Exposed Data Illustrates the Nightmare Scenario for a Stalkerware Victim
Key takeaways
- In findings released on Thursday, a security researcher details the discovery of a cloud repository that was publicly accessible on the open internet with no access controls.
- The screenshots, he says, captured business conversations with invoices and personal payment details, phone numbers, some partial credit card numbers, and huge volumes of sensitive information.
- “You capture the initial victim, but you also victimize everyone they communicate with,” he says.
Why this matters: a development in AI with implications for how people work, create, and decide.
PHOTO-ILLUSTARTION: WIRED STAFF; GETTY IMAGESComment Loader Save Story Save this story Comment Loader Save Story Save this story Stalkerware allows people to secretly spy on romantic partners, family members or other associates by infecting a target’s phone and then silently amassing their text messages, photos, location information, and other data.

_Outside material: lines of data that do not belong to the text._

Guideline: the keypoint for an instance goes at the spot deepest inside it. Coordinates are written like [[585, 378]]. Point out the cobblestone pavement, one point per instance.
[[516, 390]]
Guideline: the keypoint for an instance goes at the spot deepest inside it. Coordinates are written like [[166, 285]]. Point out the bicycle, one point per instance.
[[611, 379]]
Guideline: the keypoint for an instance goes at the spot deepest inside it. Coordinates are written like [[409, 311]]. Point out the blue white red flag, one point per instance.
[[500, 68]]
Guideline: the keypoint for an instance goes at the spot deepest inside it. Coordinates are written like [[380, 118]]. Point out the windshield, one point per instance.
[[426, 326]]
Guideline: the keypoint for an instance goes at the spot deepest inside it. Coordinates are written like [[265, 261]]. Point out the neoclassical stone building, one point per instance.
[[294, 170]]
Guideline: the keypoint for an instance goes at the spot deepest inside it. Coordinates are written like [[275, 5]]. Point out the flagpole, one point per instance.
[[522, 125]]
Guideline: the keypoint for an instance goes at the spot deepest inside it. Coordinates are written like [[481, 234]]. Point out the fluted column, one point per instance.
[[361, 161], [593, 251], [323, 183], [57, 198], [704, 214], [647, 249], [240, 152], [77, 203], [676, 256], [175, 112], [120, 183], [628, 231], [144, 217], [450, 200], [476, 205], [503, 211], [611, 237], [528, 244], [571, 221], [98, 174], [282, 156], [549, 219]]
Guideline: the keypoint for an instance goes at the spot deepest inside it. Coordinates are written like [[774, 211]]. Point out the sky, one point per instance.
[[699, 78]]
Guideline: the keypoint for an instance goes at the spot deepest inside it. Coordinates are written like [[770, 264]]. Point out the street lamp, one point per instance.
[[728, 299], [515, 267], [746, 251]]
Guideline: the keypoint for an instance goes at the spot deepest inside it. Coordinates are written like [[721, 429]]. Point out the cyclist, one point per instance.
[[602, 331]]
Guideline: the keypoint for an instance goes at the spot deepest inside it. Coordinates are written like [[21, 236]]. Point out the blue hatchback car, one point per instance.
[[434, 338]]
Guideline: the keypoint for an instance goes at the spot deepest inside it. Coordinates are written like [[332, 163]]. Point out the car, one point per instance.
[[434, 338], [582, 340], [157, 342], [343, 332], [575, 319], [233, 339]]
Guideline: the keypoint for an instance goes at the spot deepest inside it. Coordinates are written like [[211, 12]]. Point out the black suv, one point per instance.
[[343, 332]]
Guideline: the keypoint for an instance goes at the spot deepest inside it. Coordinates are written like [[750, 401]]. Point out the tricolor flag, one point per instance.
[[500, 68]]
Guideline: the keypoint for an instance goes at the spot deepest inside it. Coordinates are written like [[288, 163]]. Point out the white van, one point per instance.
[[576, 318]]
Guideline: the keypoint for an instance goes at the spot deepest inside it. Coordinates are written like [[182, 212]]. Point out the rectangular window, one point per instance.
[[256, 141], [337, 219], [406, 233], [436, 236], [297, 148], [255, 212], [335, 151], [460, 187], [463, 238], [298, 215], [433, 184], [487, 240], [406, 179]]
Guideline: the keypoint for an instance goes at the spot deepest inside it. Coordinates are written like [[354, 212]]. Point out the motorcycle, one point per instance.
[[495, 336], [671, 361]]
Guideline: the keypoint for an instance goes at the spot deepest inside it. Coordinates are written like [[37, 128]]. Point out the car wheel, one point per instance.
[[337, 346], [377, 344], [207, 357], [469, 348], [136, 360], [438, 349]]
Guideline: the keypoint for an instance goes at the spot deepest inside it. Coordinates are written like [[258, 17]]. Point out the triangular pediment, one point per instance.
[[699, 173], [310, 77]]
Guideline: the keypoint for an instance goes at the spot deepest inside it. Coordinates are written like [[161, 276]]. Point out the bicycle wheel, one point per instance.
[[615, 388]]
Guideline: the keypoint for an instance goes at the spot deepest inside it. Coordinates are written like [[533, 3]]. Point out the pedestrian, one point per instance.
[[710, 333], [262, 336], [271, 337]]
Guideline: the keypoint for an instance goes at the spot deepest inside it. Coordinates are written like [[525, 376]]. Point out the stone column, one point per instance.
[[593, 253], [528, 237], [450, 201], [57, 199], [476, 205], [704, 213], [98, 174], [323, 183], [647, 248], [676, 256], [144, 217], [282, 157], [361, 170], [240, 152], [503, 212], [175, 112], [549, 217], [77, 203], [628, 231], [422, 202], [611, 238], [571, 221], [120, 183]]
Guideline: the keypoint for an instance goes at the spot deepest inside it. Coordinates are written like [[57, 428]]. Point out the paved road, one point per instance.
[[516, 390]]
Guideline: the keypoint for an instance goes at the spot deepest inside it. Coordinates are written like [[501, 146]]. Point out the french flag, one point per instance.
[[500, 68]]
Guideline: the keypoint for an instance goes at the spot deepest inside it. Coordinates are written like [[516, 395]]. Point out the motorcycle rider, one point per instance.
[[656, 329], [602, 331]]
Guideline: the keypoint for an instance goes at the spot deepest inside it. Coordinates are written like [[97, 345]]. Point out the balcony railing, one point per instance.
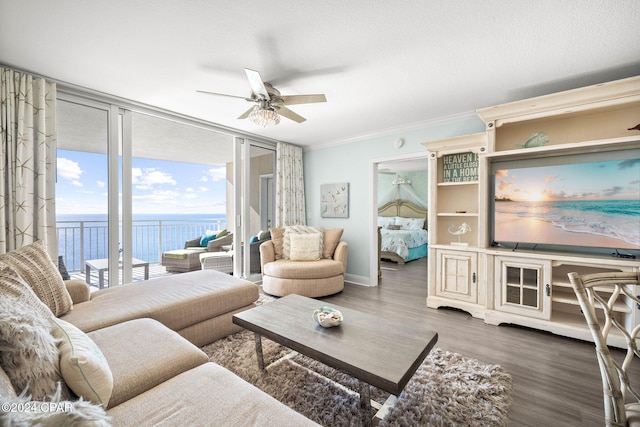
[[79, 241]]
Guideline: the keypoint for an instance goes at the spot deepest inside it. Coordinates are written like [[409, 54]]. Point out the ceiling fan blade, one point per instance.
[[256, 83], [224, 94], [246, 113], [303, 99], [285, 112]]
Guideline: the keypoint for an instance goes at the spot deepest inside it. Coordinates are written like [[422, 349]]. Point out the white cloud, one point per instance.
[[215, 174], [68, 169], [146, 179]]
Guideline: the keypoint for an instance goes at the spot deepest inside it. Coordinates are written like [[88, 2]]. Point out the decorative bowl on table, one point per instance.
[[327, 317]]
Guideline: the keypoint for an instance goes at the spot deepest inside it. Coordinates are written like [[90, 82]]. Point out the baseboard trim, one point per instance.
[[357, 280]]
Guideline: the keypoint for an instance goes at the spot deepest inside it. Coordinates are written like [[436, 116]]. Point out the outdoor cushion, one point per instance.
[[182, 253]]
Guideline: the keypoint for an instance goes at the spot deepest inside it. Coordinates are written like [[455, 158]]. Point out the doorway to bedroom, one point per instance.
[[399, 212]]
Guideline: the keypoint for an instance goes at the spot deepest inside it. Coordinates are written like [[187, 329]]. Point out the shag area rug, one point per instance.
[[448, 389]]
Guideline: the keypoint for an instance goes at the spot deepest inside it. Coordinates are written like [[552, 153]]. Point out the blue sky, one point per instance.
[[609, 180], [159, 187]]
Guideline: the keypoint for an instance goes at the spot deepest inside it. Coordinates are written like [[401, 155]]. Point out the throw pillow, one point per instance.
[[206, 238], [13, 285], [277, 236], [28, 352], [83, 366], [298, 229], [305, 247], [33, 263], [63, 268], [53, 413], [331, 240]]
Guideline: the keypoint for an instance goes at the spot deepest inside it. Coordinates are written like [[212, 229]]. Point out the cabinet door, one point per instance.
[[524, 287], [456, 275]]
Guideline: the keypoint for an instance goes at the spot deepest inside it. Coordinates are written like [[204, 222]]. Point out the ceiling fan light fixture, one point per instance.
[[264, 116]]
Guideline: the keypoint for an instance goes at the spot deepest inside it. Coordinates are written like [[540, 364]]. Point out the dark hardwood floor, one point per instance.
[[556, 379]]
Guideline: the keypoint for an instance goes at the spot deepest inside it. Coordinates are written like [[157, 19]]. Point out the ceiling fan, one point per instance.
[[270, 104]]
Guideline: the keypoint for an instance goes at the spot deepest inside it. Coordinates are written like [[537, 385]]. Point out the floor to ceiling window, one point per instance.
[[134, 184]]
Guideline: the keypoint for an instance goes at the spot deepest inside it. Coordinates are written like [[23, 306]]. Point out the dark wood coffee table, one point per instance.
[[381, 352]]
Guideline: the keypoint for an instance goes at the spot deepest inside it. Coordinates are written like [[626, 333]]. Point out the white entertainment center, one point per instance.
[[527, 287]]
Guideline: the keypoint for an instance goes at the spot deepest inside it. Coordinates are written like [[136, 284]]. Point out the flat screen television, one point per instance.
[[578, 203]]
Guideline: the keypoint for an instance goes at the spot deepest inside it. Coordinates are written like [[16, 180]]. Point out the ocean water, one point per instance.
[[619, 219], [85, 236]]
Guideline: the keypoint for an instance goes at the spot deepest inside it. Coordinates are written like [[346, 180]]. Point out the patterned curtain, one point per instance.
[[289, 186], [27, 166]]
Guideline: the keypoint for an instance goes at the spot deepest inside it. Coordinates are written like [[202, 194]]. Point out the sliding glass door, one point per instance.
[[82, 186], [133, 184]]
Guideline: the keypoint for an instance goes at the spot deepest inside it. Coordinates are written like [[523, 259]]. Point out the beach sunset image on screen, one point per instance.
[[589, 204]]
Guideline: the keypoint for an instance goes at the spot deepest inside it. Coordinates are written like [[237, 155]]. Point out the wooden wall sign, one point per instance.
[[461, 167]]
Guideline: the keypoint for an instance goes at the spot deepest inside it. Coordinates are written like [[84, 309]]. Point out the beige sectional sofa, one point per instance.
[[198, 305], [135, 363]]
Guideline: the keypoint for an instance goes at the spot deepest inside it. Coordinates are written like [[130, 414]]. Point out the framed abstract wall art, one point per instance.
[[334, 201]]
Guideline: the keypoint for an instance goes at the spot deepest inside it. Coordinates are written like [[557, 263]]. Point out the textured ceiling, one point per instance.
[[385, 66]]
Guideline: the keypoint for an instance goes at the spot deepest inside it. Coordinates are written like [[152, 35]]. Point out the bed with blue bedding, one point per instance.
[[403, 233]]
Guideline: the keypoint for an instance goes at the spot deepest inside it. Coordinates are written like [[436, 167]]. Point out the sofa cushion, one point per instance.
[[54, 413], [33, 263], [206, 238], [305, 247], [288, 269], [331, 239], [299, 229], [177, 301], [209, 395], [28, 352], [82, 365], [143, 353], [13, 285]]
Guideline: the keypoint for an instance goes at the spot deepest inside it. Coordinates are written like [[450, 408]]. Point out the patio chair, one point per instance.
[[188, 259], [606, 292]]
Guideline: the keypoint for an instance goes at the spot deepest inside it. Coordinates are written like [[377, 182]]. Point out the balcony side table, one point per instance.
[[101, 265]]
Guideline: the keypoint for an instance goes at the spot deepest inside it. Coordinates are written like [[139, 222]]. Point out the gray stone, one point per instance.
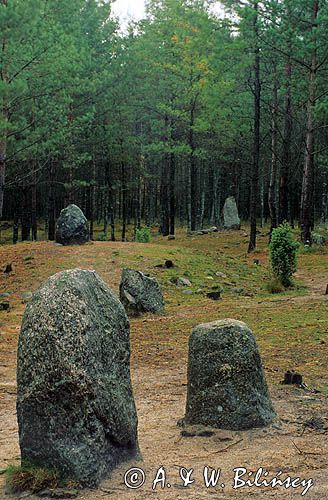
[[26, 297], [183, 282], [58, 493], [226, 382], [231, 218], [220, 275], [140, 294], [72, 227], [75, 404]]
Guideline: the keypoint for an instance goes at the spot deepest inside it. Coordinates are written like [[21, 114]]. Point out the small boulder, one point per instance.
[[140, 294], [214, 295], [8, 269], [231, 218], [26, 297], [72, 227], [183, 282], [75, 404], [220, 275], [226, 382]]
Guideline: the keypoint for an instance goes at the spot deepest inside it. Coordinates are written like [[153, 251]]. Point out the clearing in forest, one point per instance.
[[290, 328]]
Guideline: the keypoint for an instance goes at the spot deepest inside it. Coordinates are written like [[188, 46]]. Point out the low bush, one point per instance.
[[283, 254]]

The malware is profoundly intrusive in and of itself, but digital rights advocates have long cautioned that on top of violating victims’ personal privacy, it also creates an additional risk that data gathered using spyware could then separately be breached by an additional, unrelated actor, creating a true privacy disaster. New research this week illustrates one such example of a true worst-case scenario.

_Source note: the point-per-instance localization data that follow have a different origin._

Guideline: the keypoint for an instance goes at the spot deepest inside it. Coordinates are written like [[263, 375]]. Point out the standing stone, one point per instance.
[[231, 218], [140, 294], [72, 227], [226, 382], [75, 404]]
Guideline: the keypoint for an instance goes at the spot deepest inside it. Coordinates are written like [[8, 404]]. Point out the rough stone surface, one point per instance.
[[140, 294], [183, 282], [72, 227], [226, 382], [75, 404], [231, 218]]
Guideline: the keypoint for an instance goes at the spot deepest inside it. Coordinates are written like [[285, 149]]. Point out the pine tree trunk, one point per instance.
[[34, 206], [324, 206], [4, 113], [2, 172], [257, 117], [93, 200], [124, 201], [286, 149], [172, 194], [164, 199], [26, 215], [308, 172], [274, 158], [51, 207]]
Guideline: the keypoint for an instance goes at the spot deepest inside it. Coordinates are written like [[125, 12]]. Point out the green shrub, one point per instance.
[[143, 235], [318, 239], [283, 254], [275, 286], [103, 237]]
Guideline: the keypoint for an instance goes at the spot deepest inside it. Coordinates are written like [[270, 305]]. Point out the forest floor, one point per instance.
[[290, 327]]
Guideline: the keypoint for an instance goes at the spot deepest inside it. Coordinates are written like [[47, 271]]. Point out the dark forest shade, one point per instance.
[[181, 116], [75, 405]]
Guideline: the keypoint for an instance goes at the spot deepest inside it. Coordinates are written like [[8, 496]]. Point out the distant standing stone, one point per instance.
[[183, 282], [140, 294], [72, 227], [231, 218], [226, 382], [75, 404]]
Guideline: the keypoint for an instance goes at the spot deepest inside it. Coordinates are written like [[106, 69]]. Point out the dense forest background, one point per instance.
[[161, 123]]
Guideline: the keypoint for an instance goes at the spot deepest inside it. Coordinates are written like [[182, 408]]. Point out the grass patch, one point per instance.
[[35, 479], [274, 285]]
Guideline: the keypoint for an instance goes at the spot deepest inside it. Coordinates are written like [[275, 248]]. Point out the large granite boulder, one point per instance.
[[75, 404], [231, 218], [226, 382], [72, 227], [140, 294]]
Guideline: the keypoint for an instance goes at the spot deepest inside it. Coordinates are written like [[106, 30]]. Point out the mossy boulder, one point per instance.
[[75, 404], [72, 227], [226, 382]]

In findings released on Thursday, a security researcher details the discovery of a cloud repository that was publicly accessible on the open internet with no access controls. It contained nearly 90,000 screenshots showing a European celebrity’s private messages, photos, and phone usage—seemingly compiled using stalkerware.
“All the selfies were one person, all the chats were one person, and it was basically everyone they chatted with divided into Instagram, Facebook, TikTok, and WhatsApp,” Jeremiah Fowler, a researcher with Black Hills Information Security who discovered the exposed data, tells WIRED. “There was a lot of nudity, there were pictures that you wouldn’t want out in the public.”